OCR & spellcheck by GreyAngel (greyangel_galaxy@mail.ru),
27.11.2004
------------------------------------------------------------------------------------------

Бог знает, сколько раз я сетовал, что не имею хотя бы части времени
сделать хотя бы часть того, что мне хочется. Не помню, когда у меня в
последний раз была свободная секунда. Много раз я тешил себя мечтами о том,
как целую неделю ничего не буду делать. Большинство людей когда не работают,
то развлекаются: ездят верхом, купаются, либо играют в теннис или в карты. Я
же мечтал о полном безделье. Все утро я буду лентяйничать, днем лодырничать,
а вечером бить баклуши. Мое сознание уподобится грифельной доске, а каждый
час -- губке, стирающей с нее каракули, набросанные рукою чувственного мира.
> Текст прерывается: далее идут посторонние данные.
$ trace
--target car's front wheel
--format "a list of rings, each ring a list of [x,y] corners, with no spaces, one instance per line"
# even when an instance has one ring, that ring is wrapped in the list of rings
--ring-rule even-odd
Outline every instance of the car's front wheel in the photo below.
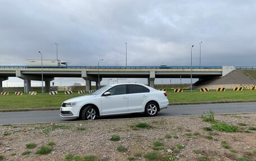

Время, которое так быстротечно, время, уходящее безвозвратно, -- вот
драгоценнейшее достояние человека, и выбрасывать его на ветер есть самая
изощренная форма расточительства. Клеопатра растворила в вине бесценную
жемчужину... но отдала его выпить Антонию. Растрачивать же попусту короткие
золотые часы своей жизни -- значит выплеснуть на землю вино с растворенной в
нем жемчужиной. Жест великолепный, но, как и все великолепные жесты,
бессмысленный. И в этом, конечно, его оправдание. Я не сомневался, что в
течение недели, которую обещал себе, я буду читать, потому что для человека,
привыкшего к чтению, оно становится наркотиком, а он сам -- его рабом.
Попробуйте отнять у него книги, и он станет мрачным, дерганным и
беспокойным, а потом, подобно алкоголику, который, если оставить его без
спиртного, набрасывается на политуру и денатурат, он с горя примется за
газетные объявления пятилетней давности и телефонные справочники. Но
писатель, читая, редко может избавиться от профессионального интереса. А я
хотел, чтобы чтение было лишь одной из форм безделья.
Я решил, что, если только наступят желанные дни и я смогу отдаться
безмятежному досугу, я совершу то, что давно влекло меня к себе, но о чем,
подобно путешественнику, только-только вступившему в неизведанные земли и не
знающему, что его ждет впереди, я имел очень смутное представление: я
прочитаю всего "Ника Картера" (серия бульварных детективных рассказов о
"короле сыщиков" -- Нике Картере - прим.автора).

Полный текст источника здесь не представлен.